Well, the songs by Ajay Atul are sweet but Rajasthani they are not.
The kids are caught kissing and are separated and beaten up and
the girl comes to the police station and at gunpoint drags the lad
away to freedom. Of course they have not thought about the
consequences.
Sairat really got gritty here, and took their penniless state to really
cringe-inducing levels where you could not pop a kernel of the
multiplex popcorn without feeling guilty. But these two runaways
find shelter immediately and then a way out. And yes, the awful
pointless reference to writer director Sachin Bhowmick is
unmissable. Did they not find a different Bengali name? Sachin
Bhowmick wrote way better characters than this film can count.
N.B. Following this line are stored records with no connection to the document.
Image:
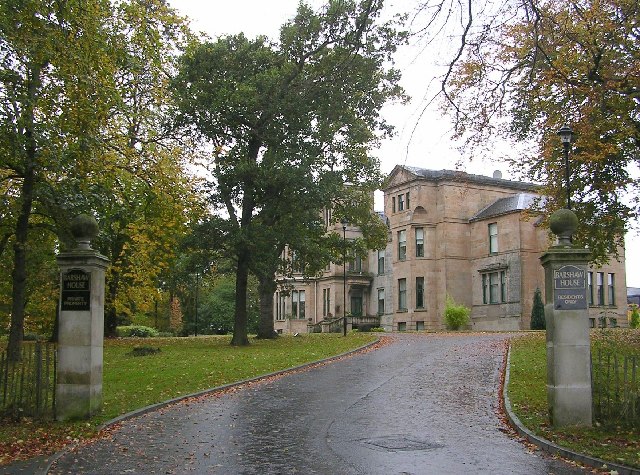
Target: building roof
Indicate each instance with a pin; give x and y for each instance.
(506, 205)
(453, 175)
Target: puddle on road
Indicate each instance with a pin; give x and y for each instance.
(401, 443)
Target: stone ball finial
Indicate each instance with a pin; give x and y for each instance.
(84, 229)
(563, 223)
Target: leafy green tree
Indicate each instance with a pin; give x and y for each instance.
(53, 103)
(634, 320)
(537, 312)
(217, 308)
(146, 199)
(538, 65)
(287, 119)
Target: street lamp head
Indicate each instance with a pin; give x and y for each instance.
(566, 135)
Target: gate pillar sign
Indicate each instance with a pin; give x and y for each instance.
(567, 322)
(81, 325)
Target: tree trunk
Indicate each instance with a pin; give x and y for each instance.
(240, 337)
(266, 289)
(19, 274)
(110, 315)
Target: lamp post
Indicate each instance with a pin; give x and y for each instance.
(344, 276)
(566, 134)
(196, 304)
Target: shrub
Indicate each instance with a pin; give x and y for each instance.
(537, 312)
(137, 331)
(455, 316)
(30, 336)
(144, 351)
(634, 321)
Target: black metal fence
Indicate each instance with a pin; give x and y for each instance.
(27, 388)
(616, 388)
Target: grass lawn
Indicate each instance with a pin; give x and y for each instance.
(183, 366)
(528, 396)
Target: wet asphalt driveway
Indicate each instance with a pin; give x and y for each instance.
(425, 404)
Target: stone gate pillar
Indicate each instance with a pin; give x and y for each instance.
(567, 321)
(81, 325)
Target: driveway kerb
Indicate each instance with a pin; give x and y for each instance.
(549, 446)
(160, 405)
They needed a vertically challenged Shridhar Watsar who plays the
comic relief Purushottam to ham it out in every scene. Even
Parthavi’s brother (in Sairat, he’s called Prince, even though his
actions are anything but) is a cardboard bad guy. Ashutosh Rana
gets to glare at the camera and his ‘badness’ is unmissable. I wish
they had thought the story through to really adapt to the setting
in Rajasthan.
The end is too long coming. And the iconic slapping scene in
Sairat shows us how poverty and helplessness can dehumanise
anyone and kill the storybook idea of romance, does not shock you
here at all. Anyone else in the lad’s place would have slapped the
boring heroine much earlier. You are relieved to leave the theatre,
hoping the young actress will sign up for acting lessons if she wants
to step into her mother’s shoes (she’s late Sridevi’s daughter). But
Ishaan shines, and you hope he gets better scripts than Dhadak.
There’s no heartbeat here, no pulse. Dhadak just flatlines.